Avrupa İnsan Hakları Mahkemesi nezdinde, tabii, Türkiye'nin karnesi şu an iyi değil, yani bunu daha iyi yapmamız lazım, bunda hiç şüphe yok, ama Hükûmetimizin aldığı tedbirlerle bu karne olumlu olarak değişmiştir. 31/12/2012 tarihindeki Türkiye aleyhine derdest başvuru sayısını veriyorum; 16.876'dır. Bu rakam, 31/9/2015 tarihi itibarıyla 9.150 ve mart ayı başı itibarıyla da 8.600'dür.
BAŞKAN - Sayın milletvekilleri, lütfen biraz sessiz olur musunuz.
ADALET BAKANI BEKİR BOZDAĞ (Yozgat) - Yani ondan sonraki süreçte de artan dosyalar var. Biz bunu aşağı çekmek için ne yaptık derseniz, bireysel başvuru, ombudsmanlık, bunlar son derece önemli roller oynadı, yasalarımızdaki hak ihlallerini önleyecek düzenlemelerin yapılmış olması. Pek çok çalışma yapıldı. Adalet Bakanlığında İnsan Hakları Daire Başkanlığı kuruldu. Ayrıca, İnsan Hakları Tazminat Komisyonu kuruldu. Ayrıca, Avrupa İnsan Hakları Mahkemesi kararlarında yer alan ihlale konu hususların ortadan kaldırılmasına ilişkin bir eylem planı hazırlandı. Bu eylem planı çerçevesinde de çalışmalarımızı devam ettiriyoruz. Önümüzdeki süreç içerisinde bu trendin aşağıya doğru ineceğini tahmin ediyoruz.

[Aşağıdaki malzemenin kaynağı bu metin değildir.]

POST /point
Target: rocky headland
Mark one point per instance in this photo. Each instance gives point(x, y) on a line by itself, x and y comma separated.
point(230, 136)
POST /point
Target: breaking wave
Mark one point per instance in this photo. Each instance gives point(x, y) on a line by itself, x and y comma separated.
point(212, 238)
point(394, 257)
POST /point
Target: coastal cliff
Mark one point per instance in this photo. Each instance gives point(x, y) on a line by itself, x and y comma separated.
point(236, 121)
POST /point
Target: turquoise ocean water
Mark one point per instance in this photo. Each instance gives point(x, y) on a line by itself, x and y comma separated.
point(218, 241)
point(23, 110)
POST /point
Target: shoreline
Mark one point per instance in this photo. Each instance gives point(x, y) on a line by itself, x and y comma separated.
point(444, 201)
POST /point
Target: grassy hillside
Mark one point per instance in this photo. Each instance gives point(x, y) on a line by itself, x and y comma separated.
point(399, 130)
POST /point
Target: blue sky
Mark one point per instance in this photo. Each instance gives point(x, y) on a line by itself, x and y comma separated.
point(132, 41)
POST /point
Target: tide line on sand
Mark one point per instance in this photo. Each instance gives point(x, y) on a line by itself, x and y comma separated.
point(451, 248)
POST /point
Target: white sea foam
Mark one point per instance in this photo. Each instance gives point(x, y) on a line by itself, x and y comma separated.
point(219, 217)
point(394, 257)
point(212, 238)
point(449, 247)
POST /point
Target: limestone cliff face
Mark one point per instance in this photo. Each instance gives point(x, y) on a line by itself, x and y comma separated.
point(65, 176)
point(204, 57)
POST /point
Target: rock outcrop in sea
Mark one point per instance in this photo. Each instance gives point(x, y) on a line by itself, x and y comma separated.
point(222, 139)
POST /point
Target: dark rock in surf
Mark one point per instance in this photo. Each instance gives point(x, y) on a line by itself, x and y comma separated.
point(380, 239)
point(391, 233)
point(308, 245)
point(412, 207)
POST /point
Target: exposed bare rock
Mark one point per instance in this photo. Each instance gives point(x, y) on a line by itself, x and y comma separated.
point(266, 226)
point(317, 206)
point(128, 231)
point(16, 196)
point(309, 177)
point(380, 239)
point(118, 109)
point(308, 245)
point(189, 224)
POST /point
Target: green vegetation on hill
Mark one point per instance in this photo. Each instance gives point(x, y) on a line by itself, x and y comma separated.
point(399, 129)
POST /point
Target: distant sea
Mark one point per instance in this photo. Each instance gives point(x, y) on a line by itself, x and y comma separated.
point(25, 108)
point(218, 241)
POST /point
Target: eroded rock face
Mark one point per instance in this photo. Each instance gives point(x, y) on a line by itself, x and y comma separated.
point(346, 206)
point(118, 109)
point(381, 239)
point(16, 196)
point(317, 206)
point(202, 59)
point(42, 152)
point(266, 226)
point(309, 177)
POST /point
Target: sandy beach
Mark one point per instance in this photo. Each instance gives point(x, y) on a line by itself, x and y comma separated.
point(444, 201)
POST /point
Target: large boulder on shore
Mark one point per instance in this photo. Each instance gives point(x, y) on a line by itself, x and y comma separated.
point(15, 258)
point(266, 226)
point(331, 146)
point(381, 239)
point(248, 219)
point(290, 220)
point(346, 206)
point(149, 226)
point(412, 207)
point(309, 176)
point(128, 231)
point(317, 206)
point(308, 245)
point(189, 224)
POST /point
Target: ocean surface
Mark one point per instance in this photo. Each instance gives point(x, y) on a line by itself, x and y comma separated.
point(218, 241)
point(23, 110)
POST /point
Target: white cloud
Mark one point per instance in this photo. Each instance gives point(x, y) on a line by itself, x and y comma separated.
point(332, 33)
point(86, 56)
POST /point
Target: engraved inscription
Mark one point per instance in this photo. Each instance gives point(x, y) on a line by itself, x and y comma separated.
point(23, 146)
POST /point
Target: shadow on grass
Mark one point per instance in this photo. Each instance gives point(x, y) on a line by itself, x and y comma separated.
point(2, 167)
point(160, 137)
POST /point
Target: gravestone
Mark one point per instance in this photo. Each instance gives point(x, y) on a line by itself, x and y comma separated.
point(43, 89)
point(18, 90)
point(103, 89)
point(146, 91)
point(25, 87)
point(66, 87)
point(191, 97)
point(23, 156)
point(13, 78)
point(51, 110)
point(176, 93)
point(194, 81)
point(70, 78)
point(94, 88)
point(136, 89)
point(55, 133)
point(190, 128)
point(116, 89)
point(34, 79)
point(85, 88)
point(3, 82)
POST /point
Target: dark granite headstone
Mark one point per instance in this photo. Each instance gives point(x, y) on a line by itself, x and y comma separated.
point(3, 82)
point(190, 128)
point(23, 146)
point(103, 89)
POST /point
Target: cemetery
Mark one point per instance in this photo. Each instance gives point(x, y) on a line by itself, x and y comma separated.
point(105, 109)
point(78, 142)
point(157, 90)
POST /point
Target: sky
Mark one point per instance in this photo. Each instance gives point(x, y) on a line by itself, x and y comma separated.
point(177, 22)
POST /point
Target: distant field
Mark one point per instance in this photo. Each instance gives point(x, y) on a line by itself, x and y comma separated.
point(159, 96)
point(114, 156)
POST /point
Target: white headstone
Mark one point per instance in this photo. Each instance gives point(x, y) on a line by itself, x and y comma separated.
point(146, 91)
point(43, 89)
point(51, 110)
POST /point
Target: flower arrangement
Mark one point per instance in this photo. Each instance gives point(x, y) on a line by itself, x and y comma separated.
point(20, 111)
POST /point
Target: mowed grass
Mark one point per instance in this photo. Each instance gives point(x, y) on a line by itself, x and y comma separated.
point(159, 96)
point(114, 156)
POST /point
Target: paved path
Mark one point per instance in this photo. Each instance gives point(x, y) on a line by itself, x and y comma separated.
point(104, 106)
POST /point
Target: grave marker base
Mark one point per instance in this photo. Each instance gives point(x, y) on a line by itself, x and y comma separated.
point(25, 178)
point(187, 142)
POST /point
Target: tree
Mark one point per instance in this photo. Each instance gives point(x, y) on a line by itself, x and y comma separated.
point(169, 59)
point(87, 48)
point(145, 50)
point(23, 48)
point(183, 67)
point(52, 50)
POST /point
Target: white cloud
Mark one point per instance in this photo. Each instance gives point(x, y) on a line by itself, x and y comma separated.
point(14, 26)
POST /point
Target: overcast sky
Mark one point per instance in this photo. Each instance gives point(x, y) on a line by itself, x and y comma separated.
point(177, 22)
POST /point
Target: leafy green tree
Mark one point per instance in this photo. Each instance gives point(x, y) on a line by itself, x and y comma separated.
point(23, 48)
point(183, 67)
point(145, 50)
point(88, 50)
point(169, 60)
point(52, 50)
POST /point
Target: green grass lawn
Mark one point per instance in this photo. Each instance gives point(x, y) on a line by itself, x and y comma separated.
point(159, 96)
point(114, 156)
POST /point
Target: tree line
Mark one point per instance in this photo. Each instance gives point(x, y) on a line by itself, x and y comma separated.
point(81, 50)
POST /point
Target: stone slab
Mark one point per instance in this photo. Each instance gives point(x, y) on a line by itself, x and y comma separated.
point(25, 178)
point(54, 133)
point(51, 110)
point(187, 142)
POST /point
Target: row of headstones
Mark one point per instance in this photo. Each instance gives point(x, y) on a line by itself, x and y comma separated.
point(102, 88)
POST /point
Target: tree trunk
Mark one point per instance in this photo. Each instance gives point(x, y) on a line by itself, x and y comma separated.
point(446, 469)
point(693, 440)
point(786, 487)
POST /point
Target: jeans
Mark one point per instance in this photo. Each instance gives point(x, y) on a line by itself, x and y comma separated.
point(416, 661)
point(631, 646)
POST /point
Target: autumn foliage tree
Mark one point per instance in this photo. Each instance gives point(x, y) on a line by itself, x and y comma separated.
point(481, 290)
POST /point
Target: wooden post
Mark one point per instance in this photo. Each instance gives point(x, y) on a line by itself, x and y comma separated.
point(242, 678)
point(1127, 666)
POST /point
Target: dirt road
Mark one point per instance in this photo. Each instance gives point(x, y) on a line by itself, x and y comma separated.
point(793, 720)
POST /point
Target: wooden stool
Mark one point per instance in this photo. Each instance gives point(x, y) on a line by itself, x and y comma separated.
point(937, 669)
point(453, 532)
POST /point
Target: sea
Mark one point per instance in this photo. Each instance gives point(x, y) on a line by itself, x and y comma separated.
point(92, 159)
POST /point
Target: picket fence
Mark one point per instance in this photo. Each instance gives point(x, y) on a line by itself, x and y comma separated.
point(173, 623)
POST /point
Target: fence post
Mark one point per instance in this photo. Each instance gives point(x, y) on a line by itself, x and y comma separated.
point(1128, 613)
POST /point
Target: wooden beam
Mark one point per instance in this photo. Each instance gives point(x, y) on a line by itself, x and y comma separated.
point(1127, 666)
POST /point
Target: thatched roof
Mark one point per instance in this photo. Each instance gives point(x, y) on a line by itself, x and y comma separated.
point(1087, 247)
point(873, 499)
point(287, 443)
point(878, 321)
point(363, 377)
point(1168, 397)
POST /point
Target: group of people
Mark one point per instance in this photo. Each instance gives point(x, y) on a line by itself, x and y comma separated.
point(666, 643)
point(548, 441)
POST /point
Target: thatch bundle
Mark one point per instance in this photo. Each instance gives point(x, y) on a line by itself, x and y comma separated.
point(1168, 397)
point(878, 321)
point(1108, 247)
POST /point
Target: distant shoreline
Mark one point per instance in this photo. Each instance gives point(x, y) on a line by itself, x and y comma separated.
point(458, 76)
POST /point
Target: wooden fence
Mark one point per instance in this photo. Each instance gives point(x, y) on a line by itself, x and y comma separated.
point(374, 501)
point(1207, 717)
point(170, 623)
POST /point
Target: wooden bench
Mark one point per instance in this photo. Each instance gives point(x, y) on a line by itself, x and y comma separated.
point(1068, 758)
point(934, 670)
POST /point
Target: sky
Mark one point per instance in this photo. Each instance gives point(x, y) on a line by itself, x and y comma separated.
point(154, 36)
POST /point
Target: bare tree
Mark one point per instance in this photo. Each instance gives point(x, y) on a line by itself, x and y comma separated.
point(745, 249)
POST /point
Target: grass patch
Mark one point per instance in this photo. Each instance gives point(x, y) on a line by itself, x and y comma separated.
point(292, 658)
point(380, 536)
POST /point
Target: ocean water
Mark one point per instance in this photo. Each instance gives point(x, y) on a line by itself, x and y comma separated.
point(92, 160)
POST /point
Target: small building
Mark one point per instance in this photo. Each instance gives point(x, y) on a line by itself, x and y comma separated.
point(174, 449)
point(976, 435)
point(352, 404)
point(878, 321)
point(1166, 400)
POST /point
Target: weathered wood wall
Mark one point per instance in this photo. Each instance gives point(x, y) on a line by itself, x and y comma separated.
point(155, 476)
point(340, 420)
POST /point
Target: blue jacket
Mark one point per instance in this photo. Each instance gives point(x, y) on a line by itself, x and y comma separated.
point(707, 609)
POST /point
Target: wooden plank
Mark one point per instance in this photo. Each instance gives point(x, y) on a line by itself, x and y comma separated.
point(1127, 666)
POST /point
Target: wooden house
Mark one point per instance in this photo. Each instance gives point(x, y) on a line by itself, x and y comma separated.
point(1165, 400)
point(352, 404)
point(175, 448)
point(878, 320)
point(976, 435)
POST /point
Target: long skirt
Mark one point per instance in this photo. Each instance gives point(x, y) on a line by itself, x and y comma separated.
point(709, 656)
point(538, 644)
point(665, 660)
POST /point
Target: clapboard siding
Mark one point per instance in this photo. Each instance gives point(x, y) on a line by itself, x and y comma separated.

Tabii, Terme ve Havza'daki felaketlerle ilgili büyük geçmiş olsun diyorum. Şu anda Bakanlık olarak bilebileceğim bir konu olmadığı için bunu ilgili arkadaşlarıma sizin adınıza ileteceğimi ifade etmek isterim.
İran Cumhurbaşkanıyla yapılan görüşmelerde ben heyetler arası görüşmede hazır bulundum. Heyetler arası görüşmede Türkiye ile İran arasındaki ticaretin artırılması, siyasi alandaki iş birliğinin güçlendirilmesi ve bölgesel sorunlar konuşuldu, turizm konuşuldu ve diğer alanlar konuşuldu. Bu konuların hiçbiri gündeme gelmedi. Türkiye-İran ilişkileri nasıl daha iyi olur, bunun üzerinde değerlendirmeler yapıldı. Bunu ifade etmek isterim.
Tabii, cezaevlerindeki tutuklu ve hükümlü sayısı fazla, ben de milletvekillerimizin bu değerlendirmesine katılıyorum. Ancak, denetimli serbestlik hakkını elde etmek için sürenin iki yıla çıkarılması konusu Bakanlığımız tarafından değerlendirildi, olumlu bir kanaatimiz yok burada. Şu anda, biliyorsunuz, şartla tahliyesine bir yıl kalan kişiler denetimli serbestlikten istifade edebiliyorlar. Biz bunu iki yıla çıkardığımızda bu şu anlama geliyor: Üç yıl hapis cezası alan bir kişi içeride belki bir gün, belki iki gün, belki en fazla bir hafta kalıp hemen çıkacak demektir. Şu anda Türkiye'deki işlenen suçların oranına baktığımız zaman, nihai cezaya göre bu tayin edildiği için, üç yıl, kamu düzenini bozan suçların neredeyse büyük bir çoğunluğu bu kapsamdaki cezaları gerektiriyor. Bu şu anlama gelir: Yani "Kamu düzenini bozan pek çok suça ceza vermeyin." anlamına geliyor. Yani, bunu tek tek suçlar bakımından sizler de değerlendirdiğinizde göreceksiniz. O yüzden, iki yıla çıkarılması üç yıl cezasızlık anlamına gelir. Bakanlık olarak da böyle bir çalışmamız yok. Böyle bir çalışma yapmayı doğru da görmüyoruz. Ben daha önce de açıkladım "Başka bir formül olabilir mi acaba?" diye, o tür bir arayışımız olduğunu söyledim ama şu ana kadar olumlu bir formül üretemedik.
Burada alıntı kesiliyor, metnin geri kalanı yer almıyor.